W 1962 roku z polecenia „El Comendante – Fidela Castro”, a pod protektoratem prezesa banku centralnego Ernesto Che Guevary, w stolicy Kuby Hawanie zorganizowano pierwszy turniej poświęcony pamięci mistrza świata w latach 1921–27 Jose Raula Capablanki.
Wtedy, jako początkujący szachista, dowiedziałem się o niezwykłej popularności królewskiej gry na Kubie. Szachy miały być grą narodową i szachistów można było spotkać praktycznie w każdym miejscu kraju.
Moje osobiste doświadczenia raczej rewidują te opinie. We wrześniu 2009 roku byłem z żoną na urlopie na Kubie, dokładnie w Varadero. Szukałem tam śladów Capablanki. W hotelu osoby o to pytane, nic nie wiedziały o mistrzu świata w szachach. Królewska gra miała tam jednak swoje miejsce w programie rozrywkowym, gdyż co tydzień odbywały się turnieje szachowe. Nie brałem w nich udziału. Ale od czasu do czasu rozgrywałem z żoną lekkie partie, korzystając z szachów ogrodowych.

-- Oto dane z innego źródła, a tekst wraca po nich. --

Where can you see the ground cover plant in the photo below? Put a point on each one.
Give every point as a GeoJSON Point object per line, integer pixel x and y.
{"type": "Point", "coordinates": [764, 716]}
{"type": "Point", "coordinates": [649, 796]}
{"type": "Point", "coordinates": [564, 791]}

Jeden dzień spędziliśmy w Hawanie. Przewodnik wycieczki nie miał żadnej wiedzy o Capablance. Zapytałem się go o cmentarz Cristóbal Colón, gdzie jest grób mistrza świata i o możliwość jego zwiedzenia. Program wycieczki był jednak tak bogaty w atrakcje, że nie było możliwości odłączenia się od grupy w tym celu.
W czasie zwiedzania miasta widziałem w kilku miejscach stoliki z szachownicą, ale bez bierek i graczy. Byłem tym zaskoczony, gdyż szachy miały cieszyć się dużą popularnością na Kubie. Być może, że pora nie była odpowiednia.
W czasie drugiej wycieczki do Guama (Zatoka Świń) też zadałem pytanie przewodniczce, czy słyszała coś o Capablance. Nie słyszała. Wyjaśniłem jej, że chodzi o genialnego kubańskiego szachistę, mistrza świata w szachach. „Nie mam o tym pojęcia” – odpowiedziała.